With no Matt Scott the Queensland resistance lasted all of five minutes, despite rookie Dylan Napa shooting out of the line like Donald Trump at a NATO summit.
Along with Josh Papalii, Napa did the most damage early on while the Maroons remained in it - producing 59 and 48 running metres respectively in their first stints.
Elsewhere Nate Myles was willing, but largely ineffective - summing up the veteran's stocks and putting him firmly in the firing line.
Josh McGuire went about his work - 112 metres and 43 tackles diligently, but Matt Gillett and Cam Smith won't enjoy watching that one back.
Typically among Queensland's most bankable big gamers, Gillett tallied six missed tackles for the match and five in the first 20 minutes, including a manhandling from Andrew Fifita that led to the Blues first try.
Smith meanwhile was found out trailing on the inside in defence for NSW's second - the killer blow on the stroke of halftime.
Unable to spark his side behind a beaten pack, the skipper managed just one run in his 40th Origin, though his 43 tackles did restore his customary position atop the tackle count.
Not much to be done behind a pack so plainly outgunned, especially when half your scrumbase pairing is taken out by friendly fire.
Anthony Milford will do well to remember much of his interstate debut after being cleaned up by Corey Oates, claiming an eye for an eye in the same calamitous play where Will Chambers took Mitchell Pearce's head off.
The Maroons were down 18-4 and up against it at that point, but Milford's fleet feet had just started to hint he could tear a tired NSW defence apart.
A couple of darts prior to halftime showed the promise he was picked on, but that's as far as the kid got.
Senior man Cooper Cronk looked equally likely whenever he came down Jarryd Hayne's left channel, creating the space for two of Queensland's five line-breaks.

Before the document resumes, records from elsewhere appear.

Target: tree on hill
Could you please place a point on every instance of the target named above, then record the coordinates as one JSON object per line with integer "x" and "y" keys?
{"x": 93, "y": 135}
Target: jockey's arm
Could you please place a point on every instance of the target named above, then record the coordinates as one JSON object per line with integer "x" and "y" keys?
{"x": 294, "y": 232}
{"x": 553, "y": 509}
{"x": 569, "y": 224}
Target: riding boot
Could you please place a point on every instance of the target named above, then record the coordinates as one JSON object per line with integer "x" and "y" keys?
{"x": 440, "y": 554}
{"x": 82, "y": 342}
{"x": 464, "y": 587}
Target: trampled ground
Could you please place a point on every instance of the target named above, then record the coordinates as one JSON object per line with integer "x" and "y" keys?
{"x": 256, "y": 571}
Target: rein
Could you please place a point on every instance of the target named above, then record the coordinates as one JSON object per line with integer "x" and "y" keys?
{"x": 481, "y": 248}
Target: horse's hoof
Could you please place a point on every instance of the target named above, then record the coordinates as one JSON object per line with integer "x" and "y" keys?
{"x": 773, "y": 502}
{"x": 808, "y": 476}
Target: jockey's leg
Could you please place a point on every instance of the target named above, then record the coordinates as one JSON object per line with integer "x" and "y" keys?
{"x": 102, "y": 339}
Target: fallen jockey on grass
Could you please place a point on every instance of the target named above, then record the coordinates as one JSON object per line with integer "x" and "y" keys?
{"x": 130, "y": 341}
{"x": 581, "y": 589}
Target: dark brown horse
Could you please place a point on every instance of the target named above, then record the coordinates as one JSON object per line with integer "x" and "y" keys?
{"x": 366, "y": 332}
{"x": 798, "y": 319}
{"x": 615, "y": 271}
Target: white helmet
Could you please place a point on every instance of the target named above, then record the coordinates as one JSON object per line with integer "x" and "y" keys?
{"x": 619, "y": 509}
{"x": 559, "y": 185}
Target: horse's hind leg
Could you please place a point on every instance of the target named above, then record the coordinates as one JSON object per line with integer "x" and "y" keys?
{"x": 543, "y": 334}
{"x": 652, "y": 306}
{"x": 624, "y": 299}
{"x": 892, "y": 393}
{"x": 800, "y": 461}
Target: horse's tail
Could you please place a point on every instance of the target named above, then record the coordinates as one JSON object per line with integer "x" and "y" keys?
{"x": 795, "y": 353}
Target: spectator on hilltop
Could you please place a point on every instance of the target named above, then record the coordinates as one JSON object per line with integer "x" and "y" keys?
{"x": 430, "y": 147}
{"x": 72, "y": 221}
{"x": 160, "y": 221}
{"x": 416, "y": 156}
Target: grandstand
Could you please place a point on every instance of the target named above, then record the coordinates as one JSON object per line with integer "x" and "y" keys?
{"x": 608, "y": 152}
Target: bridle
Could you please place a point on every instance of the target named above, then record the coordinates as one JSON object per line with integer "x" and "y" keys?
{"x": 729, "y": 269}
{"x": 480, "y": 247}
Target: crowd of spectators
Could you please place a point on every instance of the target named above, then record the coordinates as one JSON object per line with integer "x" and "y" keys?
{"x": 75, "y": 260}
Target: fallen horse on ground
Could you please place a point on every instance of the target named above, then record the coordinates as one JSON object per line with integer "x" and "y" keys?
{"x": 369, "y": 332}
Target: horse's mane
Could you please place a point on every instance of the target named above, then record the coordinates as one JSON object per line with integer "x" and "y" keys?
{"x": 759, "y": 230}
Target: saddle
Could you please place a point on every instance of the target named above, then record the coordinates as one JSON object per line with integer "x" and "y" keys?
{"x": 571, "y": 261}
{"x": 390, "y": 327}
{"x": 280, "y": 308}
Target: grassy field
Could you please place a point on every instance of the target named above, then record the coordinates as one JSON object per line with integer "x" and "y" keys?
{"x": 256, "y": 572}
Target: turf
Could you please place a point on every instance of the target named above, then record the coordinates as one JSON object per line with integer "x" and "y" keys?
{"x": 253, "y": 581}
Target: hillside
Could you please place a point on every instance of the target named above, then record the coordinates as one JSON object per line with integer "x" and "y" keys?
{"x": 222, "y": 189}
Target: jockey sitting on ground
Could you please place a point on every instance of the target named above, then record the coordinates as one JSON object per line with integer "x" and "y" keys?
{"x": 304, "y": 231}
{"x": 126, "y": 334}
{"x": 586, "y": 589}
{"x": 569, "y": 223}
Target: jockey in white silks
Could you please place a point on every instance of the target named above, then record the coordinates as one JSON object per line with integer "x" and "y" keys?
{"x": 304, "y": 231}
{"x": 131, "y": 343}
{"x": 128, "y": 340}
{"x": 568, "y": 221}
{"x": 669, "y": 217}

His pinpoint cross field kick for Oates produced the Maroons only points for the night, but beyond that there wasn't much more to be done.

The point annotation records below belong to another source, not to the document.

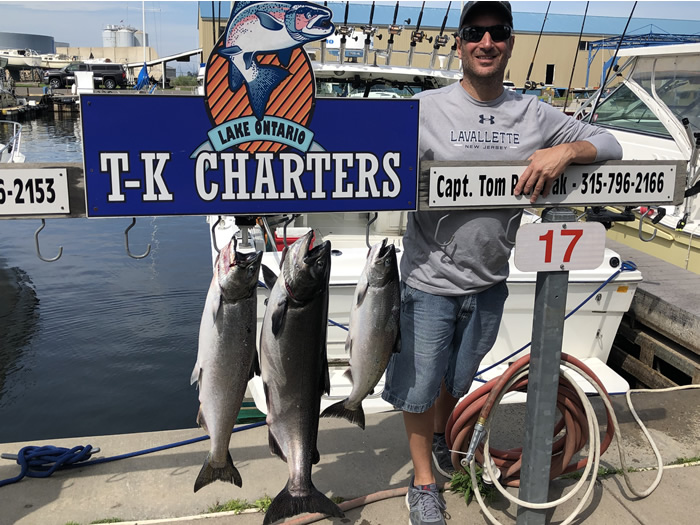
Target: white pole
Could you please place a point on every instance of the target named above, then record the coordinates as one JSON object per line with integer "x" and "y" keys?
{"x": 143, "y": 24}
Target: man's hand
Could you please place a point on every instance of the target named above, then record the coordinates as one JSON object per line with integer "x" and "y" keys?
{"x": 547, "y": 164}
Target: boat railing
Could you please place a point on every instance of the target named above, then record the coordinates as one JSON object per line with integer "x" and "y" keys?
{"x": 386, "y": 57}
{"x": 10, "y": 151}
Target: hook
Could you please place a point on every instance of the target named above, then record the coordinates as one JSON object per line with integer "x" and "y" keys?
{"x": 369, "y": 223}
{"x": 641, "y": 221}
{"x": 437, "y": 228}
{"x": 126, "y": 242}
{"x": 284, "y": 229}
{"x": 213, "y": 235}
{"x": 510, "y": 223}
{"x": 36, "y": 244}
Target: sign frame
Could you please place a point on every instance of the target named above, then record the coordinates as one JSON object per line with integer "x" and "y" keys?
{"x": 673, "y": 193}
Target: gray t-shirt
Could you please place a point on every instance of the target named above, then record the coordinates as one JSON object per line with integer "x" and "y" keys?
{"x": 455, "y": 126}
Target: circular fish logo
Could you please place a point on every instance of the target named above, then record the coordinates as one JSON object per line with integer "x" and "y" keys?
{"x": 259, "y": 83}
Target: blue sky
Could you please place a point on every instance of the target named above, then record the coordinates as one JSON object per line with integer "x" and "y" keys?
{"x": 172, "y": 25}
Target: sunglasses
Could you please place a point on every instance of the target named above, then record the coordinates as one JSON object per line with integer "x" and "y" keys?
{"x": 474, "y": 34}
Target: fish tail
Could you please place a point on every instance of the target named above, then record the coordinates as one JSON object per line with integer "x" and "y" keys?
{"x": 209, "y": 474}
{"x": 356, "y": 416}
{"x": 260, "y": 89}
{"x": 286, "y": 505}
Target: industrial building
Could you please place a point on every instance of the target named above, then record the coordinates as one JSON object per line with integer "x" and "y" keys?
{"x": 558, "y": 48}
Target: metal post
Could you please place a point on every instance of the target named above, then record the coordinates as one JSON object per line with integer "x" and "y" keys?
{"x": 545, "y": 356}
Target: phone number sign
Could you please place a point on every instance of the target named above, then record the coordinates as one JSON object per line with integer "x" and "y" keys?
{"x": 450, "y": 185}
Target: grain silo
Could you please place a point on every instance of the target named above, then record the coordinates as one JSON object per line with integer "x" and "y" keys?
{"x": 125, "y": 37}
{"x": 140, "y": 39}
{"x": 109, "y": 36}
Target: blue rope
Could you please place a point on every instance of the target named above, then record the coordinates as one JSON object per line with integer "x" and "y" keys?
{"x": 41, "y": 462}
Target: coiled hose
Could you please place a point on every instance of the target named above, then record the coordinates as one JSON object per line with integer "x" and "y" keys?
{"x": 577, "y": 419}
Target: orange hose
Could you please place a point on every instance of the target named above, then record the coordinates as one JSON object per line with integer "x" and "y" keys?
{"x": 478, "y": 405}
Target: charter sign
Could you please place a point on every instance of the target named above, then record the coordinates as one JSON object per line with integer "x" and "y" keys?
{"x": 258, "y": 142}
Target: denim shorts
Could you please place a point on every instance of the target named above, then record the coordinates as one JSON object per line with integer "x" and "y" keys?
{"x": 441, "y": 338}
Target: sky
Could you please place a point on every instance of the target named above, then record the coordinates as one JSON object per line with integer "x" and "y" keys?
{"x": 172, "y": 25}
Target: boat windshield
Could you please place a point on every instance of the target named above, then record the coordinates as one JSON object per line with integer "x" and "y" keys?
{"x": 377, "y": 88}
{"x": 677, "y": 84}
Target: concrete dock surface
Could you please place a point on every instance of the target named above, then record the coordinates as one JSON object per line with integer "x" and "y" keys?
{"x": 158, "y": 487}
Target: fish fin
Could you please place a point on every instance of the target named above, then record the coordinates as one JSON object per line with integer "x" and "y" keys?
{"x": 269, "y": 277}
{"x": 360, "y": 293}
{"x": 229, "y": 51}
{"x": 339, "y": 410}
{"x": 260, "y": 89}
{"x": 196, "y": 376}
{"x": 326, "y": 375}
{"x": 269, "y": 22}
{"x": 200, "y": 419}
{"x": 275, "y": 448}
{"x": 397, "y": 344}
{"x": 285, "y": 56}
{"x": 286, "y": 505}
{"x": 248, "y": 59}
{"x": 254, "y": 367}
{"x": 209, "y": 474}
{"x": 235, "y": 78}
{"x": 278, "y": 316}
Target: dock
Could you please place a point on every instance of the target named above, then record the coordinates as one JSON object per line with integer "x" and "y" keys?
{"x": 158, "y": 487}
{"x": 658, "y": 343}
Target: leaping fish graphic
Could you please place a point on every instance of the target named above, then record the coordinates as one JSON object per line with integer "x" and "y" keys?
{"x": 267, "y": 27}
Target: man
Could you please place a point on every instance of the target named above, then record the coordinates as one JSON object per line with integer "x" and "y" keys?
{"x": 453, "y": 294}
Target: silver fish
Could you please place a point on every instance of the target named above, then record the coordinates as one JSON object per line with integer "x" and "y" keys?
{"x": 295, "y": 372}
{"x": 374, "y": 330}
{"x": 227, "y": 356}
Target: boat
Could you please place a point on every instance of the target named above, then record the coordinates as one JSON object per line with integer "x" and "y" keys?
{"x": 10, "y": 142}
{"x": 654, "y": 112}
{"x": 57, "y": 60}
{"x": 588, "y": 335}
{"x": 21, "y": 58}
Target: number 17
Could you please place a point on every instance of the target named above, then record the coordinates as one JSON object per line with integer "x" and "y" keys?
{"x": 549, "y": 239}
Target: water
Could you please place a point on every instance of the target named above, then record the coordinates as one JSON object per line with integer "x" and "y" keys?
{"x": 97, "y": 342}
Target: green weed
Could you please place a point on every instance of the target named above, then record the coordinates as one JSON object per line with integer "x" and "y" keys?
{"x": 462, "y": 484}
{"x": 263, "y": 503}
{"x": 682, "y": 460}
{"x": 234, "y": 505}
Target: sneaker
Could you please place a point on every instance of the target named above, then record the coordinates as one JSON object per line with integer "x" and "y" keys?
{"x": 425, "y": 507}
{"x": 442, "y": 457}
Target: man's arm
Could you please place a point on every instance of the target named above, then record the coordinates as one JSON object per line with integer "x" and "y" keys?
{"x": 547, "y": 164}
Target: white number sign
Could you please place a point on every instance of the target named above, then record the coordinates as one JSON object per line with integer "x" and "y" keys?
{"x": 559, "y": 246}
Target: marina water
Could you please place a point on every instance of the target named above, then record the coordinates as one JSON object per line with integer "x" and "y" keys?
{"x": 97, "y": 342}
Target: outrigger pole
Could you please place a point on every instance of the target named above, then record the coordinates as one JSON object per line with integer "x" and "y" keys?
{"x": 441, "y": 40}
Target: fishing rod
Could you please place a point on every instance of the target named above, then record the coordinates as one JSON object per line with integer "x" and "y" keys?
{"x": 528, "y": 84}
{"x": 369, "y": 30}
{"x": 442, "y": 39}
{"x": 571, "y": 78}
{"x": 344, "y": 31}
{"x": 612, "y": 64}
{"x": 393, "y": 31}
{"x": 323, "y": 42}
{"x": 417, "y": 36}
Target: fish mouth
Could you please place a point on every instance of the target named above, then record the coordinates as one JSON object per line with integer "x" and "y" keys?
{"x": 317, "y": 252}
{"x": 245, "y": 259}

Flankmen Corey Oates and Dane Gagai can hold their heads highest out of this Maroons mob.
With 249 metres, 12 tackle busts and Oates' four-pointer between them, Queensland's wingers proved their best performers with strong efforts under the high ball to boot.
One step inside them Will Chambers more than held his own in a running battle with Josh Dugan - finishing with a surprising 188 metres and eight tackle busts.
But Justin O'Neill was given the bath of his life by Jarryd Hayne, and won't be seen again at this level for a while yet.
The goal line fumble straight into the arms of Fifita for a fourth Blues try "sealed it" according to his skipper Smith, and with Val Holmes and Billy Slater somehow not in the original line-up, no one can genuinely expect O'Neill to keep them out of the next one.
Much like the rest of the spine, Darius Boyd never got much of a look-in, though had some fine moments in defence.
A first half try-saver on James Tedesco proved the pick of them.
Outgunned by their opposites, and can expect changes for Sydney.
Michael Morgan - energetic in attack but hardly electric - deserves another crack, though a game-high eight missed tackles is cause for concern.
Sam Thaiday and Jacob Lillyman provided heavy contact once or twice, but paled in comparison to the 192 metres amassed by Blues big man David Klemmer.
With Jarrod Wallace waiting in the wings, Lillyman is the man most under threat.
Right there with him sits Aidan Guerra, whose 18 months of indifferent club form continued with a dropped ball over the line, admittedly when NSW had it in the bag.
Kevin Walters was under no illusions. Taking the reins from Mal Meninga was never going to be a picnic.
Delicately wrapping up the greatest team in Origin history - that transition just got seriously prickly.
Walters and his fellow selectors wear the debatable selections in this 17, all of which backfired at Suncorp - the O'Neill and Myles calls spectacularly so.
As predicted, tactically the Maroons found pay dirt in targeting Hayne, but couldn't unleash Milford or Boyd as planned.
That came down to the cattle up front rather than any failed plan around their use. In turn it comes back to selections.
And that comes round for Walters once more in a fortnight's time.